Nearly the entire population of the city and county is Hispanic, according to US Census estimates, and many residents have lived their whole lives surviving the region's notorious heat. A local meteorologist who has long used the nickname “heat wave.”

“We're used to the heat,” said Armando Acosta, 24, a metalworker in Laredo, as he finished installing a framed shade structure outdoors this week, working in the hot sun. “But the air is suffocating,” he said.

His colleague Cristian Patiño, 32, said each of them would drink around 15 bottles of water during the work day, taking breaks roughly every hour.

Most of the patients hospitalized for heat-related illnesses were workers, but in Laredo the people who died from the latest heat wave were mostly older people who were home alone, and either had no air conditioning or chose not to go out. light up, said Dr. Stern, medical examiner.

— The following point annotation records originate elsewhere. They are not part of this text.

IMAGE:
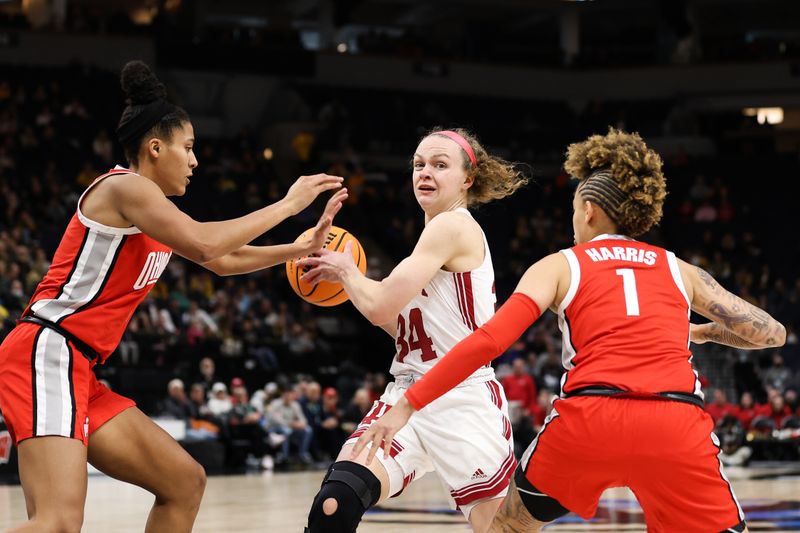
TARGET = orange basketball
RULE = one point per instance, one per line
(325, 293)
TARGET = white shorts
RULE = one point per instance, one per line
(465, 436)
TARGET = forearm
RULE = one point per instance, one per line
(732, 314)
(252, 258)
(365, 294)
(474, 351)
(224, 237)
(717, 333)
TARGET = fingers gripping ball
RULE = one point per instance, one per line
(325, 293)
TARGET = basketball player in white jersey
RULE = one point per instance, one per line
(434, 298)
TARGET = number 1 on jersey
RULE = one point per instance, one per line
(416, 329)
(629, 286)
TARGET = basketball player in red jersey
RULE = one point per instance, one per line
(631, 408)
(435, 297)
(112, 252)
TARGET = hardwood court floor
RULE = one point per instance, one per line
(278, 503)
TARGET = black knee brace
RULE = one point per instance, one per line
(355, 490)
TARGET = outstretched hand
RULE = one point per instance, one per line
(381, 433)
(326, 220)
(327, 265)
(307, 188)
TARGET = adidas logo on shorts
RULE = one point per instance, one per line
(478, 474)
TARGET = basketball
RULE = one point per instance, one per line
(325, 293)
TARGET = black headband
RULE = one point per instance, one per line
(148, 117)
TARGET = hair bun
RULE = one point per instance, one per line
(140, 84)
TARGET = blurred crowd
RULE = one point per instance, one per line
(289, 380)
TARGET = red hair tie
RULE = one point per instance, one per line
(462, 142)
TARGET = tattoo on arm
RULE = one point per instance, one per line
(721, 335)
(738, 323)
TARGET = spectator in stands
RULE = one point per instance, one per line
(792, 401)
(207, 376)
(285, 417)
(220, 403)
(777, 410)
(777, 375)
(203, 424)
(720, 407)
(311, 402)
(747, 410)
(356, 411)
(330, 435)
(176, 404)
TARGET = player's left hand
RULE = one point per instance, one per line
(323, 226)
(327, 265)
(381, 433)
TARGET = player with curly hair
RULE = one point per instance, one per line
(113, 251)
(630, 411)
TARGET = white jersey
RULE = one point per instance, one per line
(450, 307)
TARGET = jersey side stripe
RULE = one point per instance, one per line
(93, 268)
(74, 263)
(470, 299)
(107, 275)
(459, 296)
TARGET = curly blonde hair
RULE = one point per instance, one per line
(494, 177)
(636, 186)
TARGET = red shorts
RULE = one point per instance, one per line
(47, 387)
(664, 451)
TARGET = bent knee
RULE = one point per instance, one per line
(184, 484)
(195, 479)
(69, 522)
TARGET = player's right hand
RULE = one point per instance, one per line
(381, 433)
(323, 226)
(307, 188)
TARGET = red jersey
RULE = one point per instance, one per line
(99, 275)
(625, 319)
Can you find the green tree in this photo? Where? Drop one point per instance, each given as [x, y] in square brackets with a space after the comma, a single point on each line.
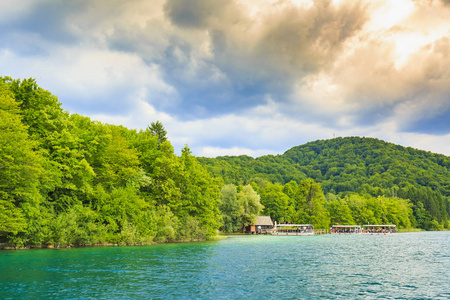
[251, 204]
[158, 130]
[231, 209]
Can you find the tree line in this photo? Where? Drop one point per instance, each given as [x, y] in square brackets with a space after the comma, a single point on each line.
[350, 168]
[68, 180]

“They think, ‘I'm used to this heat,'” he says. “That's what we hear from their families, ‘Oh, I'm used to this heat, I've got it.'”

One victim, a 68-year-old woman, died despite having a working air conditioner in the house. “Her daughter had seen her the night before, to bring her some food, and told her, ‘Mom, turn on the air conditioning, it's hot in here,' and she wouldn't,” says Dr. stern. “Don't want to turn it on, to save money.”

Money was also a major concern at the home of Mr Garza, 61, who died in a room with two broken air conditioners.

She recently dropped most of her work as a vocational nurse, and moved in with her brother, JP, and their 71-year-old aunt, in Laredo's old downtown neighborhood not far from the county courthouse.

The two brothers grew up in a brick house, says JP Garza, 51. “In the 70s and 80s, it was hot,” he says. “But it's a different kind of heat. It's the kind of heat that magnifies the sun above the ants. This is beyond anything we have ever experienced before.”

Brothers don't get along, says the younger Mr. Garza; they fight a lot and often keep to themselves in the small house, where the temperature on hot days is often higher inside than outside.

“We really didn't talk about how hot it was, other than him saying, ‘Oh my, it's so hot,' or ‘Oh my, it's so hot in there,'” Mr. Garza said of his older brother. “I told him, just open the window, get some box fans, blow one in one direction and out the other.” He said his brother bought a fan which provided some relief.

On the morning of June 21, Mr. Garza found his brother passed out on the living room floor. He struggled to wake his brother, using their aunt's cane. “He just looked at me confused and said, ‘Thanks, man,' and went back to his room,” Mr. Garza. “We're not the talkative type.”

Mr Garza said he started to worry in the morning when his brother didn't show up for breakfast and there was no sound from the room. Her sister likes to stay up late, but not that late.

“I told my tia it was starting to get weird,” he said. He knocked on the door around 2 p.m., he said, and then pulled it, but found it was locked.

Finally, Mr. Garza made his rounds outside the house, removed one of the broken air conditioners from the window, and peeked inside.

“I saw him, stiff as a board,” he said, sitting in the shade just outside the room where his brother died. “I never got along with him, but it made me cry, because after all, he is my brother.”